A. Employers in these industries may have more legal leeway in telling workers they need to be vaccinated. But even those workers cannot be forced to have vaccinations. There have been lawsuits against hospitals who tried to mandate vaccinations, and the health care facilities backed away from the requirement, Mross says.
If health care workers refuse to be vaccinated, they're likely to be assigned to work that doesn't involve contact with patients, Alcott HR Group's Byrnes says.
Q. Why is it a problem to ask workers if they or their children have been vaccinated?

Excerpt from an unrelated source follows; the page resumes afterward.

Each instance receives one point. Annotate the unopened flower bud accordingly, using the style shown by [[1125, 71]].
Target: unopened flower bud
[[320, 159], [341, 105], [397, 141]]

A. Laws including the ADA, the Health Insurance Portability and Accountability Act, or HIPAA, and the Genetic Information Nondiscrimination Act, or GINA, are designed to protect workers' privacy. Protection under federal law extends to a worker's family.
Q. What if employees suspect that a co-worker has measles and ask the boss about their health? What should an employer do?

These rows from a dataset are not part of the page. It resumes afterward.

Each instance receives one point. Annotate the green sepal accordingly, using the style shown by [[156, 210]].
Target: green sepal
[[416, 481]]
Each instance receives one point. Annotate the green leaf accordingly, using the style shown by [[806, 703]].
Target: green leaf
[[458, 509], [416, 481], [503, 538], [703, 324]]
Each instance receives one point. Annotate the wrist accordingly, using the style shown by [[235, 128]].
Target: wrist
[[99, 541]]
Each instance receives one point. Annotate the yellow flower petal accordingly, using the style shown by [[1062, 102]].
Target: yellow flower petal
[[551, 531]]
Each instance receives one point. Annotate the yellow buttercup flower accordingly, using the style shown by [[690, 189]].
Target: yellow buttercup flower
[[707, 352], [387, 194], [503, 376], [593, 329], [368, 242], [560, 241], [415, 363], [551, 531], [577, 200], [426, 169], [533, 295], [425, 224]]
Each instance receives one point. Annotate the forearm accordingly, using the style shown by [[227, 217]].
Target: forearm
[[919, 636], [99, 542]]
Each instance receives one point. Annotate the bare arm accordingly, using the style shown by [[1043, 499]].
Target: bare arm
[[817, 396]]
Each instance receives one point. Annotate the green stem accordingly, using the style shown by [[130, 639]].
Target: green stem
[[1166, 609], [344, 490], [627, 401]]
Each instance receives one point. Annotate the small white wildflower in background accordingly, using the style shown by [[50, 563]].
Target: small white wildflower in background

A. If an employer is aware of a staffer's illness, the boss cannot discuss the worker's health with other employees, Byrnes says. Even if a staffer has gone public about an illness, an employer is still bound by the ADA and HIPAA not to reveal any information about it.
What employers can and should do is educate staffers about how to prevent the spread of disease. And they can encourage workers to stay home if they don't feel well for any reason, whether or not measles is suspected.
Q. What if workers say they're not vaccinated, and have been exposed to someone with measles? Can an employer tell them to stay home?
A. Yes, but they should be placed on paid leave. That's what Walt Disney Parks and Resorts did after several workers at its California theme parks were infected with measles.
"A paid leave of absence is the best and most conservative option right now," says Brooke Iley, an employment law attorney with Blank Rome in Washington, D.C.
Business owner Ariel Ozick has asked his staff to stay home for five days if they're not vaccinated against measles and have been traveling.
"Once you're flying through all the main hubs, you're going to get that exposure," says Ozick, owner of ArrestRecords.com, a background search company in Jackson, Wyoming.
Q. Suppose someone at work has measles and the employer doesn't disclose to other staffers that one of their colleagues is ill. Could the other employees, if they become ill, sue the employer?
A. Employers are on safest ground if they put their obligations under laws like the ADA and HIPAA first, attorneys say.
It's highly doubtful that an employer who complied with anti-discrimination and privacy laws would be found responsible for other staffers' illnesses, says Veena Iyer, an employment law attorney with Nilan Johnson Lewis in Minneapolis.
Employers are required to provide a safe workplace that's free from recognized hazards likely to cause death or physical harm, attorney Mross says. But a case of the measles likely won't fall into that category, she says.
Employers can also be protected by the fact that measles tends to start with a runny nose; many people are at work with runny noses from colds and allergies, so an employer wouldn't necessarily know that someone at work had been infected.
"An employer cannot reasonably be expected to police a workforce at this level," attorney Iley says.
Connie Lee also contributed to this story.